Parmi eux, l'homme invisible tisse des relations avec l'oreiller confident, la lampe dressée dans son impitoyable lumière de vérité ou encore le couteau en lamentation, donnant plus qu'à voir, à entendre, la matière au plus près de sa vibration originelle ; le souffle qui s'incarne alors entre les mots et les choses esquisse un passage, pour échapper à la destinée d'une condition où chacun, réduit à sa fonction, finirait par manquer à lui-même.
Le poète Lazare, artisan de ces liaisons célébrant « l’or de la parole, la transfiguration de l’être, l’aura de l’humain » comme nécessités constituantes, trouve aujourd'hui dans leur affirmation l'opportunité de nouvelles confrontations, conflictuelles à force d’être tues.
Aux saluts le soir de la Première, l’artiste est apparu parmi les siens, aînés et pairs, tremblant et téméraire, pour interpeler quant à l’état de souffrance et de crise profonde que traverse la Culture, à peine remise de ses fermetures, quant au sens même qu’il y aurait à faire croire que « l’après » puisse impunément continuer comme « l’avant ».
Pointant les responsabilités absentes qui quadrillent le monde institutionnel, sans respect des « émotions », des artistes au travail, celles qui se contentent de couvrir, par quelques subsides distribués en circuit fermé, des années « blanches » – noires en réalité – et se paient une fois de plus de mots déjouant le réel, indignes héritiers d'une dite « essentialité », quand bien même ils n’écoutent n’entendent ni ne défendent les « récits manquants » du monde contemporain.
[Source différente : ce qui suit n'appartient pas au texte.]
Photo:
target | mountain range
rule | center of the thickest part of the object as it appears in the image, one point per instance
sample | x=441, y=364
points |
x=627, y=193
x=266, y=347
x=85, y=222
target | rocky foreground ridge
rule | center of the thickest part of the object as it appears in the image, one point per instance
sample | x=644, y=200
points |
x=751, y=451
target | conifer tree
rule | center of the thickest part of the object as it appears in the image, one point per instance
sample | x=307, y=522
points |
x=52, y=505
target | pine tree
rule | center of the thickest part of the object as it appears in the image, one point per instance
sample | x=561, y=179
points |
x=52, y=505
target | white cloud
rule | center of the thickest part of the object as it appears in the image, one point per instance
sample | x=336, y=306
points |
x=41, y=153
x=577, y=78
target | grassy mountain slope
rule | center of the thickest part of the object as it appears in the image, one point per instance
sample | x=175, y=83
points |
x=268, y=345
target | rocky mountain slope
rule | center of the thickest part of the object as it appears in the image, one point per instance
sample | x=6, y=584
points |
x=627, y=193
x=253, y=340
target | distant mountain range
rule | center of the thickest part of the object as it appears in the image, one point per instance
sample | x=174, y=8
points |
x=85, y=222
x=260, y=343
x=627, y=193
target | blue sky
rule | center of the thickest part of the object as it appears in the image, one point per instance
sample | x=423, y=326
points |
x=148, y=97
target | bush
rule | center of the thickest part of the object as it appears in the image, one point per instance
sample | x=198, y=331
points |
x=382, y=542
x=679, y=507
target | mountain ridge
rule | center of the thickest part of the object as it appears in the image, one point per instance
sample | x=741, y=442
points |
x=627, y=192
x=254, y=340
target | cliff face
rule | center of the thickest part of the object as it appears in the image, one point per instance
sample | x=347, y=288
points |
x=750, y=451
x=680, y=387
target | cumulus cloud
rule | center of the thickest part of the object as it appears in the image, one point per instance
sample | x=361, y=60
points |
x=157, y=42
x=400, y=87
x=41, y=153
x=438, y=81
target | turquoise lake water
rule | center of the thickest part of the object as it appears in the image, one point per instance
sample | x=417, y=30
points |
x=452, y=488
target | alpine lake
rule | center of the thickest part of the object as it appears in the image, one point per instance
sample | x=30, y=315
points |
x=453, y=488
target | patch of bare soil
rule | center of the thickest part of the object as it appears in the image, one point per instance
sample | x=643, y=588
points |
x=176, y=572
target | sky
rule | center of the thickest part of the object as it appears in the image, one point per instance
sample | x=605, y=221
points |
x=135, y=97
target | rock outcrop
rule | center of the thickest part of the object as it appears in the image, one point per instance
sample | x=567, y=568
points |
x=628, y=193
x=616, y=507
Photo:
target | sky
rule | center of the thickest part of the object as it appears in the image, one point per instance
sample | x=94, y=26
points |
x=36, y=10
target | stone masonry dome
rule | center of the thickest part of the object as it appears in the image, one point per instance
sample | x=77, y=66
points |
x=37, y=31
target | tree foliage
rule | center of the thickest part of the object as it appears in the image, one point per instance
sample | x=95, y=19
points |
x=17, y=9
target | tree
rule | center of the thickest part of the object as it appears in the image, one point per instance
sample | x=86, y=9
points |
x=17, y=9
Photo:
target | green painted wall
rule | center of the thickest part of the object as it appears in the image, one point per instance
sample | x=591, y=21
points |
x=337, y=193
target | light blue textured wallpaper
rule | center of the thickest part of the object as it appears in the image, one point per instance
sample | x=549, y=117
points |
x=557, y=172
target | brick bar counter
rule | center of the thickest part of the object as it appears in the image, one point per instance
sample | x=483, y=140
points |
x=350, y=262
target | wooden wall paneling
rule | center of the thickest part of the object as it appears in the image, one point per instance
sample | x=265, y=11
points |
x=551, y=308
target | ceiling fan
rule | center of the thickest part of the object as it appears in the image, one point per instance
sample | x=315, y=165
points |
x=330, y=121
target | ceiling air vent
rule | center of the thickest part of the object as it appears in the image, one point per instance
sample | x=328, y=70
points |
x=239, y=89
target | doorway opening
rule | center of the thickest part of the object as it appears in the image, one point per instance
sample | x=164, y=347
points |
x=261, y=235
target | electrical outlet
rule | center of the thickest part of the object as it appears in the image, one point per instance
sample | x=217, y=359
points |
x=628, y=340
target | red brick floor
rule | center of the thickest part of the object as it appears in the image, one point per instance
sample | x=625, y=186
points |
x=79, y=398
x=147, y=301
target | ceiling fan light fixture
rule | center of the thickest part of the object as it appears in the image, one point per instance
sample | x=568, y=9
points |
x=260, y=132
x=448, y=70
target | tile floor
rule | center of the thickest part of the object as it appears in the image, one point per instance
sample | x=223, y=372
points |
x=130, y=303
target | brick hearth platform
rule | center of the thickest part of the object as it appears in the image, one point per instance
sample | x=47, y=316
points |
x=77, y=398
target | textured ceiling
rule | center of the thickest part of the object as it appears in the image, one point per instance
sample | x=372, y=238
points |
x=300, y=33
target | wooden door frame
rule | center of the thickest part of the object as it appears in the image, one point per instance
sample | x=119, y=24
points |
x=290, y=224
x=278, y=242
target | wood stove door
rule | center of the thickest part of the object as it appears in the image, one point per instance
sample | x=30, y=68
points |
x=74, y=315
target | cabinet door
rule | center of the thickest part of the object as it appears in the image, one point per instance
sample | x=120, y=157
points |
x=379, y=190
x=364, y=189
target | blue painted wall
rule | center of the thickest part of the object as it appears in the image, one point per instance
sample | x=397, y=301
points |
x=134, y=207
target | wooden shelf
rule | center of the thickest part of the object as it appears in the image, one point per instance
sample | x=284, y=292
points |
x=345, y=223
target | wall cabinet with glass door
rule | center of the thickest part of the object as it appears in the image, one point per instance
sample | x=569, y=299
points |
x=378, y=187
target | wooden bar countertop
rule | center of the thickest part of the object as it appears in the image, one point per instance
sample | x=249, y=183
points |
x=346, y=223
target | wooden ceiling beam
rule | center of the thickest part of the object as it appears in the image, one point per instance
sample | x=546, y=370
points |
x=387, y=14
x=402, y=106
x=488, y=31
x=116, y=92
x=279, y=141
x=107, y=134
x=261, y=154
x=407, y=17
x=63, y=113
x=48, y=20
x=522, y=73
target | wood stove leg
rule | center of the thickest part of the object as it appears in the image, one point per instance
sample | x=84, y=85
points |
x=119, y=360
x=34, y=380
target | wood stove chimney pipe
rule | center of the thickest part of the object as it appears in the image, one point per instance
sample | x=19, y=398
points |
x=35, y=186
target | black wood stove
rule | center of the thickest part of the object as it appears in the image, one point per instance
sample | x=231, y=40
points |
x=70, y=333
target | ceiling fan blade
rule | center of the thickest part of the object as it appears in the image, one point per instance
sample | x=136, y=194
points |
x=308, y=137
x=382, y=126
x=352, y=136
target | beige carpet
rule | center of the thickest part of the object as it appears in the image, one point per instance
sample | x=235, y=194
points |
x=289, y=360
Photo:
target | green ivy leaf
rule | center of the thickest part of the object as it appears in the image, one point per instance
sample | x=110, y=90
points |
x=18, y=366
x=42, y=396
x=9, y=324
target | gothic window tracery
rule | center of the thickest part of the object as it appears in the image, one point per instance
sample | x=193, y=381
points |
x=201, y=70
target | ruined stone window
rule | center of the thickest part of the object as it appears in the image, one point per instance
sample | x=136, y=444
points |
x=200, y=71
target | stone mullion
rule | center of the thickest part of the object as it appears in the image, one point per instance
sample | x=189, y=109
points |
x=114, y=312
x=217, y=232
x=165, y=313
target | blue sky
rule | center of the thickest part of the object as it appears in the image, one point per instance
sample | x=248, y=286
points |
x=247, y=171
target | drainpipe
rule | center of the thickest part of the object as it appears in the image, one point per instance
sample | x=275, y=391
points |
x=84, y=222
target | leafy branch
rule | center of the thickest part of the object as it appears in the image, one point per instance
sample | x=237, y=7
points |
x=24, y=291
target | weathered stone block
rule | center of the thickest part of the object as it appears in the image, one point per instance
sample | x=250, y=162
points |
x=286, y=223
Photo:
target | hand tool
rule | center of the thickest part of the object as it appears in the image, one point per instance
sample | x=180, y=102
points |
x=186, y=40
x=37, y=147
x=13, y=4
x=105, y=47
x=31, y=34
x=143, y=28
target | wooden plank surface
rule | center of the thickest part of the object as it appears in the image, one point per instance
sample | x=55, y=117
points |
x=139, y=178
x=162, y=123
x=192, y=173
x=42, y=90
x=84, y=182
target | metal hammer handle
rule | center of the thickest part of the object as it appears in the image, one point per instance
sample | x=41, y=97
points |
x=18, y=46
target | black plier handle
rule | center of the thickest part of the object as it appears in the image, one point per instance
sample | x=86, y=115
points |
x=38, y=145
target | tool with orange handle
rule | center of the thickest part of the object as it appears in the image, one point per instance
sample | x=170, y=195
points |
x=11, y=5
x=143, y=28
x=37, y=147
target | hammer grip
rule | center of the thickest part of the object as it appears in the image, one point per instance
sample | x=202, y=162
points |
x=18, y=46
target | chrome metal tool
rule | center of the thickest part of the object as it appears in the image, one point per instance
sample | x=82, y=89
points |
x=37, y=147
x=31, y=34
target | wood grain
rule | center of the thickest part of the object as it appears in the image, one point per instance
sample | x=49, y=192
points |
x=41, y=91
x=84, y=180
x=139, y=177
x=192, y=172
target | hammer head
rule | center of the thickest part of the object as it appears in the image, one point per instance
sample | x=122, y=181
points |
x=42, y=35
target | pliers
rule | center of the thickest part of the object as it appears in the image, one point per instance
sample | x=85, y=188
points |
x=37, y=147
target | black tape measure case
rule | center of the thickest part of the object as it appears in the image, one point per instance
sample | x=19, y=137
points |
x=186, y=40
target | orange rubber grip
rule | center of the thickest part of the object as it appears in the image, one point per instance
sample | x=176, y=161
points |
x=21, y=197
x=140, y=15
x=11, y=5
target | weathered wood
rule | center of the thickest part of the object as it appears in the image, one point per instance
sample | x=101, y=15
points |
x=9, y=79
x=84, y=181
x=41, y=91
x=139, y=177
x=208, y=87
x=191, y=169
Dans cette ultime bataille livrée contre un miroir qui ne serait que perdition
– « Cette tristesse, ce malheur, il ne s’agit pas de moi » ... l'auteur et metteur en scène n'eut finalement d'autre choix que de ponctuer son geste par des points de suspension, interrompu par ses comédien•ne•s le couvrant par une reprise en chœur de ses propres mots :
”Si tu es triste au bois qui pleure
Dans les éclats des fleurs
Si tu es triste prends ton cheval
Et dérive loin de tout mal
Invente ton monde et sa beauté
Invente et ne te laisse pas raconter
Les rôles qu’on veut te faire jouer
Sois un pianiste et n’attends pas
Qu’on tambourine sur ton crâne
Et qu’on t’explique les raisons
Qui depuis des décennies
Feraient que ce monde est con.”
Passé ce sacrifice, hanté par cette écriture qui est aussi un testament, dans le silence du retour de banlieue bordé de potences ou même encore au matin dans le train déchirant l’aube, le feu qui avait traversé de part en part salle et plateau couvait encore sous la cendre, déposant dans mon esprit ce refrain douçâtre et lancinant, ode à la mort autant qu'à l'amour : « Le vent qui roule un cœur sur le pavé des cours... », et qui se conclut ainsi : « Les journaux manquent d’à propos. Ils conçurent d'imbéciles articles pour illustrer sa mort... Commentant son attitude, le journal L'Œuvre dit : « Que cet enfant eut été digne d'un autre destin ! ». Bref on le ravala. Pour moi qui l'ai connu, et qui l'ai aimé, je veux ici, le plus doucement possible, tendrement, affirmer qu'il fut digne, par la double et unique splendeur de son âme et de son corps, d'avoir le bénéfice d'une belle mort. »
Longue vie @ Lazare Théâtre Vita Nova !
Samuel Wahl
"Cœur instamment dénudé", de Lazare, relâche ce lundi, à voir encore mardi, mercredi et jeudi à la MC 93 de Bobigny.